Walking on an oil path of fire
waging war with cigarette lighters,
they were some fuzzy times.

Dancing around question marks
kicking dirt waiting on life to start,
they were some fuzzy times.

Atomic clouds wrapped in plastic
light switches in stray jackets,
they were some fuzzy times.

Locked between a dirty room
and footprints on the moon,
they were some fuzzy times.

So, I bought a pen and I lived
forever.





How To Pronounce Mike


I whistle more when I am happy,

standing in the green left-field grass
playing the game of life like a little-leaguer
distracted by the bugs and stars. Forgetting the runners
and their circles and the second base they say is no more
then a small turn towards home I smile, illiterate
at the golden light bulb letters on a losing scoreboard.
I’m spending single moments in sand building castles of infinite
days engulfed in tidal waves surfing the language of the universe,
standing quietly in color between weightless stars glowing white
and the weight of the black backdrop where they lay.
I'm writing to describe the current beneath white capped waves
and timeless conversations between footprints on the moon.
Distracted, my eyes still smile while my shoe trapped feet
stand in an endless thrill ride line while others pass by
eating pink cotton candy blind to anything beyond
a minute microwave mind unplugged above a styrofoam
body melting because the wait is not worth the ride. 
I'm existing as only an idea between footprints
in mud of others fleeing the dark, and innocent
voices of our grandchildren setting free
the glowing vibrations of song and dance
we’ve been told to keep caged.




 Once Long Ago

Once, long ago, simple hands
would mine diamond and gold from the sky;
they plucked petals of flowering white lace
and tossed them in the dinner pot.

Once, long ago, Momma would wrap silver and nickel
around Dad's old time piece, telling her sons
"the second hand will always be there,".
Once, long before I could speak, Momma would waltz
on tip toes as Daddy held her weary hand.

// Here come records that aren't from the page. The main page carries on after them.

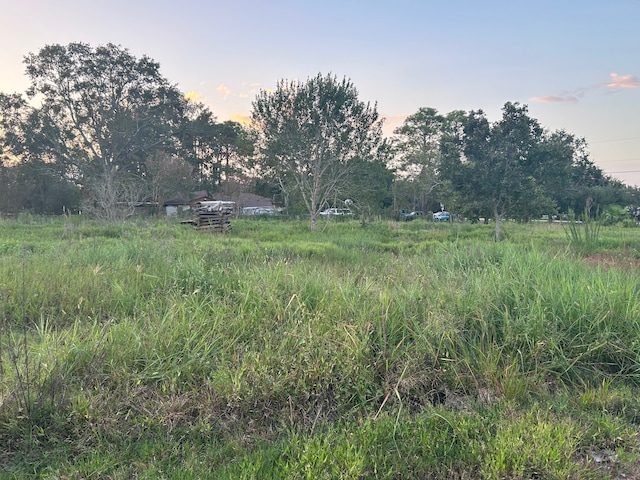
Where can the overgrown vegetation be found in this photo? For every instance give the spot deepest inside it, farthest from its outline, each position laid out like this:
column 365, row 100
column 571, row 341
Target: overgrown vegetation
column 399, row 350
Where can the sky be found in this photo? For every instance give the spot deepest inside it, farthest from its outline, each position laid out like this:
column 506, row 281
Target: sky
column 574, row 63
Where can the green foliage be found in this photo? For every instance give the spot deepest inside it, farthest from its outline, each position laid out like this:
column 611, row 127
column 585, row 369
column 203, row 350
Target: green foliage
column 312, row 136
column 412, row 350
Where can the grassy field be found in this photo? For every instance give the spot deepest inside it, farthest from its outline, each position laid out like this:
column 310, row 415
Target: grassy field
column 391, row 350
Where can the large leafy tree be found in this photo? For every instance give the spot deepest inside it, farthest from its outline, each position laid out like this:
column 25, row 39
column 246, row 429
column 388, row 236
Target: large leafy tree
column 310, row 134
column 104, row 107
column 417, row 155
column 511, row 167
column 95, row 113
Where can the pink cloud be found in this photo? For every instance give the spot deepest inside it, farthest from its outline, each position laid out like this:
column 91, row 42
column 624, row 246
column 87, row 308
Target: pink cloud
column 555, row 99
column 623, row 81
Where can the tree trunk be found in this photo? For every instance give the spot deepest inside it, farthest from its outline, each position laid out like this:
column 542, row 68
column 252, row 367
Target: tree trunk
column 498, row 218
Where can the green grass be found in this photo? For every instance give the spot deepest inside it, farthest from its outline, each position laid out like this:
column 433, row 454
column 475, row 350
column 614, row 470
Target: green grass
column 397, row 350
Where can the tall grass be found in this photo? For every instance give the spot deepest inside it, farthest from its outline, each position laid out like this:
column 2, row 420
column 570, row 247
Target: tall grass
column 395, row 350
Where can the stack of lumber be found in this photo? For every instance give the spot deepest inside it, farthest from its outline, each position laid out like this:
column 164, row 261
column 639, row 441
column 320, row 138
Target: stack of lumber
column 214, row 216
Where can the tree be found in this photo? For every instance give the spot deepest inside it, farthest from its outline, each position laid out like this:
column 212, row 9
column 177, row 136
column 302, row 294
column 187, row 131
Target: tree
column 102, row 111
column 309, row 135
column 168, row 176
column 511, row 167
column 417, row 162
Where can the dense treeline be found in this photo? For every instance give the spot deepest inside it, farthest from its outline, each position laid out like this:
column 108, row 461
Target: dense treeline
column 100, row 130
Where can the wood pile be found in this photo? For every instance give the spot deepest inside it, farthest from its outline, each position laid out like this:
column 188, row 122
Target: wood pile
column 214, row 216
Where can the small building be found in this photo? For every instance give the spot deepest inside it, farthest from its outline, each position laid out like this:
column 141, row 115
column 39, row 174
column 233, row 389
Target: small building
column 176, row 206
column 251, row 204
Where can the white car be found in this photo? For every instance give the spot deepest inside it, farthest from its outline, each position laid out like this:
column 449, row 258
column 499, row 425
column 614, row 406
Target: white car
column 335, row 211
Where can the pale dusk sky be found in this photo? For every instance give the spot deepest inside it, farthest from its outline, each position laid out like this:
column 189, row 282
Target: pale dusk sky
column 575, row 63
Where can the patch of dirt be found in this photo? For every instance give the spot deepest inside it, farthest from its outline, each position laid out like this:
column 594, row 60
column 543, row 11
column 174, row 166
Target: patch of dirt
column 608, row 260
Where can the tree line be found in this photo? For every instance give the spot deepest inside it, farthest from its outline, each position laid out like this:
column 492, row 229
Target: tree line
column 102, row 131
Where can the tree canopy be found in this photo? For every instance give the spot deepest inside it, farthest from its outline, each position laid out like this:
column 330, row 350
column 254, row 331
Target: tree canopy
column 105, row 123
column 309, row 135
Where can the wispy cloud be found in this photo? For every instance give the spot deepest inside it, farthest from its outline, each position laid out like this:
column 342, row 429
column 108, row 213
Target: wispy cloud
column 224, row 90
column 623, row 81
column 617, row 82
column 192, row 96
column 555, row 99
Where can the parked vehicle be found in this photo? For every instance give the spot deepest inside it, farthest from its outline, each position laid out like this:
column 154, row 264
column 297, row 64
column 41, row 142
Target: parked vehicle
column 335, row 211
column 442, row 216
column 406, row 215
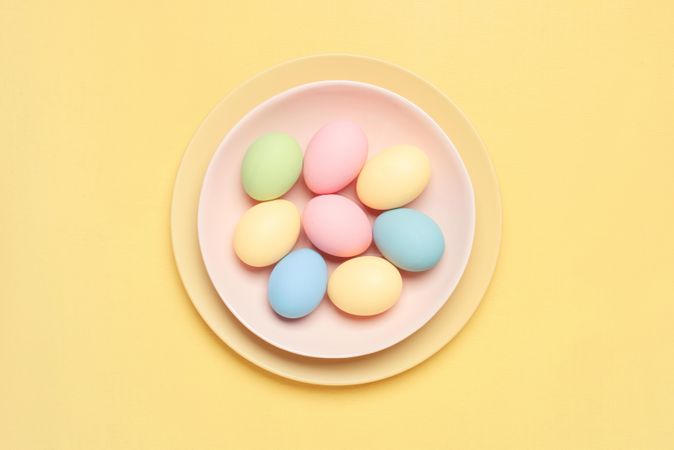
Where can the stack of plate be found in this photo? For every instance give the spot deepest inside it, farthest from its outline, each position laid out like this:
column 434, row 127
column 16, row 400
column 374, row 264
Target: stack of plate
column 392, row 106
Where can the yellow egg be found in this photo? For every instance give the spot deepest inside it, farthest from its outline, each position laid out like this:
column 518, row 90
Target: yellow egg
column 365, row 286
column 266, row 232
column 393, row 177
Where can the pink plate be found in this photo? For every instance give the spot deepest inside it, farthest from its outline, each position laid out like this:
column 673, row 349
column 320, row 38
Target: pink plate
column 387, row 119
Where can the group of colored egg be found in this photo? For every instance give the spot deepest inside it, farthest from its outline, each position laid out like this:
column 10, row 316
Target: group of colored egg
column 336, row 155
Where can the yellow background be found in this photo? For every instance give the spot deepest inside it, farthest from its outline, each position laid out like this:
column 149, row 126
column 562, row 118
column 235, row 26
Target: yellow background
column 573, row 346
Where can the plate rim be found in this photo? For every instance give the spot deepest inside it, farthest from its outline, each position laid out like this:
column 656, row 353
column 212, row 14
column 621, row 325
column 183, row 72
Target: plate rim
column 465, row 256
column 386, row 363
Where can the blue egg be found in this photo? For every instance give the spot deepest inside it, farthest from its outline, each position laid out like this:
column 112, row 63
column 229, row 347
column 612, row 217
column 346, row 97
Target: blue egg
column 409, row 239
column 297, row 284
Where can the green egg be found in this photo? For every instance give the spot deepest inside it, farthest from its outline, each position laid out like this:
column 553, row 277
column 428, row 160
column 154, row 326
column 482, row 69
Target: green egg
column 271, row 166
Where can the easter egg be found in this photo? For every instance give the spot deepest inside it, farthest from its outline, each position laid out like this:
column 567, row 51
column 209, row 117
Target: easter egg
column 334, row 157
column 337, row 225
column 297, row 284
column 393, row 177
column 365, row 286
column 266, row 232
column 409, row 239
column 271, row 166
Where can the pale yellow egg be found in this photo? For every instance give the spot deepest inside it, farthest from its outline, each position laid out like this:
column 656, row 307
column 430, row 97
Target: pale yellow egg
column 266, row 232
column 393, row 177
column 365, row 286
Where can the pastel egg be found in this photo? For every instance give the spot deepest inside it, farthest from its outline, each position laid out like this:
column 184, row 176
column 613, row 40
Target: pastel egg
column 297, row 284
column 266, row 232
column 393, row 177
column 271, row 166
column 337, row 225
column 409, row 239
column 334, row 157
column 365, row 286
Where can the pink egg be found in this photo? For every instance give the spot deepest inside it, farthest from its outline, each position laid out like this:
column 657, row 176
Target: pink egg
column 337, row 225
column 334, row 157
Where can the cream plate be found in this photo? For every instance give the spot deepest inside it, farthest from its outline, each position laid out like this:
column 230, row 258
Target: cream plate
column 387, row 119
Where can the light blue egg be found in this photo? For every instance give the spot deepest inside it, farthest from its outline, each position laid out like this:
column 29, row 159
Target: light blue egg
column 409, row 239
column 297, row 284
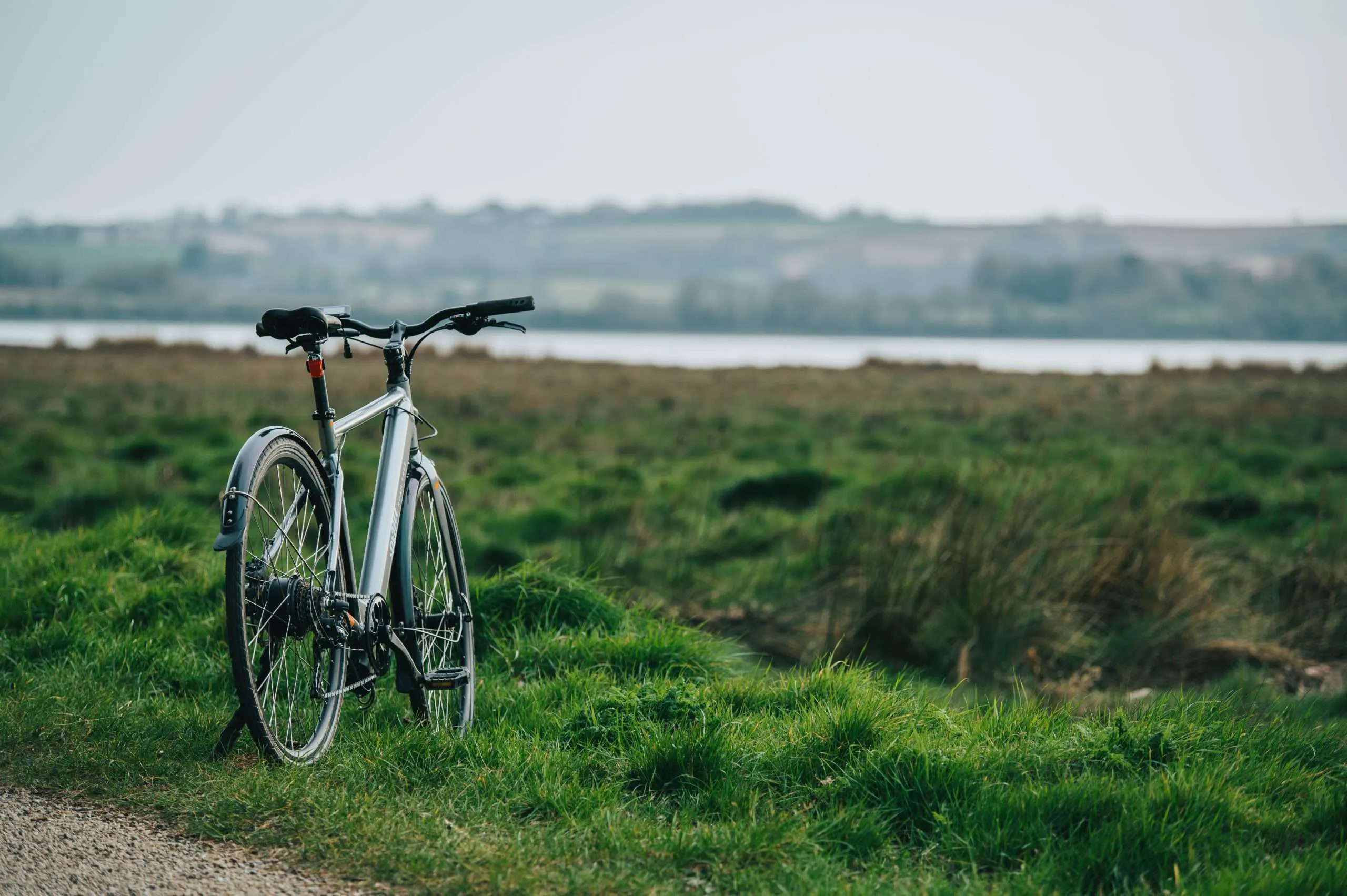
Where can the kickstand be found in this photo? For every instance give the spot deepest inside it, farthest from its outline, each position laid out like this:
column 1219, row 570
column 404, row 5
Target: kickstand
column 232, row 731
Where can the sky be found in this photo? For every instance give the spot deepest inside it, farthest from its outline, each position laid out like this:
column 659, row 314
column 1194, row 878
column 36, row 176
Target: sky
column 1225, row 111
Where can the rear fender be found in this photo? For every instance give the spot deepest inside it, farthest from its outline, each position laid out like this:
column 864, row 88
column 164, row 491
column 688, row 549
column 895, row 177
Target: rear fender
column 235, row 503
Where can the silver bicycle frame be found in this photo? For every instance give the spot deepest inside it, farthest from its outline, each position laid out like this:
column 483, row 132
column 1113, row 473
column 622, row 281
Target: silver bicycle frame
column 399, row 417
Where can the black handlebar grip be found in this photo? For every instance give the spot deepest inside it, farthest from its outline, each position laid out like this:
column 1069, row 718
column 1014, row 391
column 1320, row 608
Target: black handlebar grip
column 501, row 306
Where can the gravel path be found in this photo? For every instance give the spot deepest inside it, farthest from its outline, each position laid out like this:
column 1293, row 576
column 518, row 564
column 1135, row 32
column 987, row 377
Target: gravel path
column 53, row 845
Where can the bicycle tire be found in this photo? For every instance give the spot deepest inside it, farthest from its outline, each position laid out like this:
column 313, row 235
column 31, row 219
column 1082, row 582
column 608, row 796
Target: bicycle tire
column 291, row 708
column 434, row 581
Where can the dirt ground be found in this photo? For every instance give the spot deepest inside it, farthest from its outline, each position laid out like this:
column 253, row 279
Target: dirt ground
column 58, row 845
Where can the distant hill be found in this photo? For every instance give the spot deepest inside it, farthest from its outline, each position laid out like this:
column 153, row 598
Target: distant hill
column 752, row 266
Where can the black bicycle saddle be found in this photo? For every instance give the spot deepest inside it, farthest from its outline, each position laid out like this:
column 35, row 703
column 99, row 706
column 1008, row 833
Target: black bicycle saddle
column 282, row 324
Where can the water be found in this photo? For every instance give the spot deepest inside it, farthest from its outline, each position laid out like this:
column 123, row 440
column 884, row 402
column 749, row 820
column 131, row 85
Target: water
column 724, row 351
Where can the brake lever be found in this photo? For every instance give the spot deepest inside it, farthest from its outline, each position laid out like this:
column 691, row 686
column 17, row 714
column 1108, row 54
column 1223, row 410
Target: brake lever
column 469, row 325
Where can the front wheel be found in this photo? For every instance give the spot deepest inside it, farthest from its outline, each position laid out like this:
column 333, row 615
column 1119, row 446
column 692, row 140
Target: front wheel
column 431, row 604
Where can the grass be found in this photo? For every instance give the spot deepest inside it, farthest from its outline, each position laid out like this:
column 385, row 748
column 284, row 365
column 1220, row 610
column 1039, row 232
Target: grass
column 968, row 525
column 620, row 752
column 1054, row 539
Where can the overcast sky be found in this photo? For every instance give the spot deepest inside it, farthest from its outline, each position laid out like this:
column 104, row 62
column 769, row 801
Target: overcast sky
column 954, row 109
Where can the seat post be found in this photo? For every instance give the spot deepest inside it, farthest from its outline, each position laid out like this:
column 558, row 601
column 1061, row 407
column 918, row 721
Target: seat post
column 324, row 412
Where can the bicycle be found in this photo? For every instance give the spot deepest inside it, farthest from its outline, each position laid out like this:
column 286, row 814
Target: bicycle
column 302, row 630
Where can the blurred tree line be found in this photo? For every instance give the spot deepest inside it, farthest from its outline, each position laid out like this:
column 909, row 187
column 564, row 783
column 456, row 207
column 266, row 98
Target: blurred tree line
column 1122, row 297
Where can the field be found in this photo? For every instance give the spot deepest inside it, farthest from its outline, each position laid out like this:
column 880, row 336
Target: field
column 869, row 539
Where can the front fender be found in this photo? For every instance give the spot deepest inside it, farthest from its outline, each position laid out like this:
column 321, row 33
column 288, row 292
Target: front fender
column 235, row 501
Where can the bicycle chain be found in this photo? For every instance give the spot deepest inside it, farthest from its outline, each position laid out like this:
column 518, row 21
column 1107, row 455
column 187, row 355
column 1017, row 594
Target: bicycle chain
column 350, row 688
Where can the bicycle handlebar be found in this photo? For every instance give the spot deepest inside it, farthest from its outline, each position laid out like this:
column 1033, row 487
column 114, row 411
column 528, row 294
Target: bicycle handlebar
column 476, row 310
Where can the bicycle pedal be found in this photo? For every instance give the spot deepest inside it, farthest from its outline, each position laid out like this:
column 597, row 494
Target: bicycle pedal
column 446, row 679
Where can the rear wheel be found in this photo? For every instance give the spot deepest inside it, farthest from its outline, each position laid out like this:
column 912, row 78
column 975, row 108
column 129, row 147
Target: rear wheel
column 436, row 615
column 287, row 676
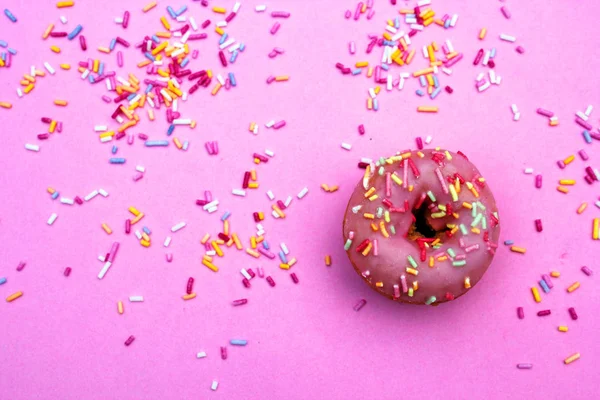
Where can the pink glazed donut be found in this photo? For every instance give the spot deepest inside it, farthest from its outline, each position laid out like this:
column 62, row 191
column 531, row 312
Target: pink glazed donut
column 421, row 227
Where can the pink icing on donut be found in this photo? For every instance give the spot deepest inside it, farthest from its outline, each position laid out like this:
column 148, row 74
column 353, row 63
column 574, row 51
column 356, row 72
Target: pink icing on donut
column 422, row 227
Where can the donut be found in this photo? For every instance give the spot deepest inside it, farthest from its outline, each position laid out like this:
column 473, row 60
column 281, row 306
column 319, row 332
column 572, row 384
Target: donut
column 421, row 227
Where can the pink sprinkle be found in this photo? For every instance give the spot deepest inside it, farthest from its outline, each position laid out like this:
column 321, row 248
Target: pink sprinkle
column 586, row 271
column 275, row 28
column 361, row 303
column 129, row 340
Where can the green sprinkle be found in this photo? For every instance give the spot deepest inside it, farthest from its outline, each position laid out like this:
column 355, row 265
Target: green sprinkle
column 431, row 196
column 348, row 244
column 412, row 262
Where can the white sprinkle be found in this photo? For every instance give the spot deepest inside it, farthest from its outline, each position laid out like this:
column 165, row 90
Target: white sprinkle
column 49, row 68
column 91, row 195
column 177, row 227
column 507, row 38
column 245, row 274
column 52, row 218
column 104, row 269
column 193, row 23
column 303, row 193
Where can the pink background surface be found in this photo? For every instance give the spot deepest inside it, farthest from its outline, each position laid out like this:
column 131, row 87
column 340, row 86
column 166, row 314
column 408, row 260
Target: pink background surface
column 64, row 338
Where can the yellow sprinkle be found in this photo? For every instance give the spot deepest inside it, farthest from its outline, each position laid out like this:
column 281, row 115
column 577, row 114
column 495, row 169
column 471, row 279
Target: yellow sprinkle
column 517, row 249
column 188, row 296
column 536, row 295
column 482, row 33
column 429, row 109
column 209, row 265
column 106, row 229
column 572, row 358
column 573, row 287
column 14, row 296
column 149, row 6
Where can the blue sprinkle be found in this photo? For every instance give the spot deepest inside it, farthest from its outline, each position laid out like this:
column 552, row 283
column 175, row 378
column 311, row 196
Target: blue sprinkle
column 223, row 38
column 156, row 143
column 171, row 12
column 10, row 15
column 75, row 32
column 587, row 137
column 282, row 257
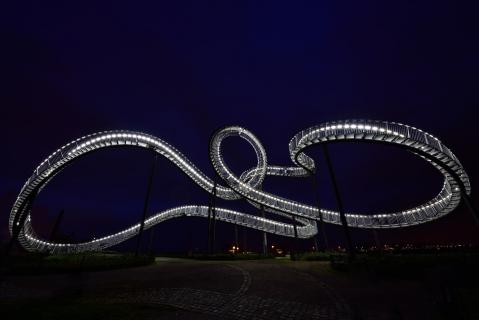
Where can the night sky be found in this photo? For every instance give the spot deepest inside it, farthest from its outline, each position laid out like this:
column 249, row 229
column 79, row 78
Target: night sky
column 180, row 70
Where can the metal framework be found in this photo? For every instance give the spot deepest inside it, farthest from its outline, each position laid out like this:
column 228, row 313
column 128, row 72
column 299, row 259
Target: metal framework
column 248, row 185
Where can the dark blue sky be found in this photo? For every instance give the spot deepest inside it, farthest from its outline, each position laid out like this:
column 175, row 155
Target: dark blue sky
column 179, row 70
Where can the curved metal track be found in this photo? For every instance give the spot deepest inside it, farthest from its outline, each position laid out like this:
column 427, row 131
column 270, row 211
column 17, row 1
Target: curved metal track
column 248, row 185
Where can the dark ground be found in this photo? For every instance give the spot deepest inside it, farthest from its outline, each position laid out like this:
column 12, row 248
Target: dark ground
column 188, row 289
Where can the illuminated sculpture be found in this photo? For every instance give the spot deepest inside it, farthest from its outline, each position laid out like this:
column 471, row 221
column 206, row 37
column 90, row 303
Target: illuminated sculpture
column 456, row 181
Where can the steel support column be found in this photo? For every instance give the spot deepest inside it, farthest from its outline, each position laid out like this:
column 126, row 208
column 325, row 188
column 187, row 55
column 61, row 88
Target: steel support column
column 56, row 226
column 145, row 205
column 318, row 204
column 342, row 216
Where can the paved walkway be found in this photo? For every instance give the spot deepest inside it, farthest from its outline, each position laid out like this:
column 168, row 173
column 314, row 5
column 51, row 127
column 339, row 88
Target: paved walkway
column 218, row 290
column 239, row 305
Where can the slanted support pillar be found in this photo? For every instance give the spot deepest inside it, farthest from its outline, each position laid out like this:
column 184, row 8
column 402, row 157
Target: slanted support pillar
column 145, row 205
column 322, row 230
column 342, row 216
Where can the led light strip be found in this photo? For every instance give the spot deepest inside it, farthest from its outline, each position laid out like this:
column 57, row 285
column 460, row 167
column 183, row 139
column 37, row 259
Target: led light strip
column 248, row 185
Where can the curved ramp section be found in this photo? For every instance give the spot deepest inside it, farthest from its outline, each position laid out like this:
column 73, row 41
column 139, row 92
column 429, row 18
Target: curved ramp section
column 248, row 185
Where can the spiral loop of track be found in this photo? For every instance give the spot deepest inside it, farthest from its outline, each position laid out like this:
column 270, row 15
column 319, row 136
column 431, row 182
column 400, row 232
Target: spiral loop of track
column 248, row 185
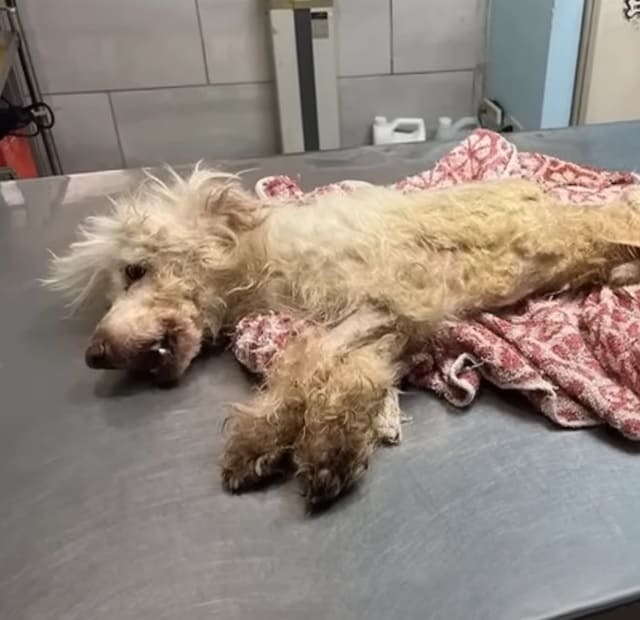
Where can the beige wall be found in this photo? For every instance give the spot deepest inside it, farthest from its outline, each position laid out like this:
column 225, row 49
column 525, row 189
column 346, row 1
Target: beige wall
column 610, row 87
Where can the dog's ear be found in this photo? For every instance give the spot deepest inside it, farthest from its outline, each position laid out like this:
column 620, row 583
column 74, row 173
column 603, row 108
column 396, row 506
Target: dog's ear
column 81, row 275
column 235, row 207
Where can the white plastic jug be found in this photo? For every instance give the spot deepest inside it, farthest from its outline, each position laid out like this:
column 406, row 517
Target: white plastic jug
column 398, row 131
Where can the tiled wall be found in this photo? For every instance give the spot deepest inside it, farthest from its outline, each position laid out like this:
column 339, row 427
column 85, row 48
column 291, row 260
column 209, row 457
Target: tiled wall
column 137, row 82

I guess this love skipped over my heart
and past the green eyes my grandfather
wrapped in a timeless bow.
When I hold her hand I sometimes feel nothing,
other times, I feel numb.

I would fish with grandpa in ether ponds
with no bait and no hook.
"Grandfather, why can't I feel
my heartbeat?"

Once, long ago, I could whistle
and manipulated the young eyed children.
I flipped my quarter and threw my toothpick
in the judges face to show them
I got bigger plains to cancel.

Once, I tried.




Chakras

I breathe in deep.
Beneath my breastbone a tulip sits quietly blooming.
The harmony of each petal reaches from behind my glowing green heart
where a white stalk and stem sit quietly in the heavy brown dirt,
and touch the soft, gentle breath of the highest holy ceiling.
My left ear feels music in silent disguise
coloring in lines on an empty classroom chalkboard,
trading void space for ideas with mass. My right hand
holds a microphone wire across muddy flood water words
up into the clouds where I let go of it all to find everything.
My roots are red dust dots connected with orange lines of sex,
with yellow branched paths below and beyond loving, living, and dying.
My children are blue mountain rivers and burned desert valleys.
In a purple arm chair cornered above each brow my soul is sitting
quietly watching other flowers bloom their begging hand.
Lying around my crown an indigo bandanna holds a diamond dance floor
disguised as stars beneath thousand pedaled lotus outside
my long lose strains of hair.
I exhale.






The Gutter

I flip on the T.V. and watch Pastor Corn
iron kinks from his holy collar,
He sells me the robe Jesus once wore,
trading fear for a believer’s torn dollar.
Leaving my seat an angry red and into the world
I pass homeless Dirt lying drugged, his eyes gouged out;
I hear his Momma say don’t elope with that young Memory.
I look up to suits high among the trees,
as leaves straighten new ties and crack
windows for enjoying the expensive
taste of Relaxing Breeze.
Their lives will end as they,
and their 9 to 5 routine, safe;
shaking hands with the sun behind closed doors
to keep the people craving shade.
I throw myself back on the couch
and plug my eyes into the T.V.
I watch CEO Wheat hold babies
as virgins and grandmothers kiss his cheek.
In the background my ear catches
the changing of time as Dylan speaks,
“The first one now will later be last,”

 The gutter they all soon will sleep.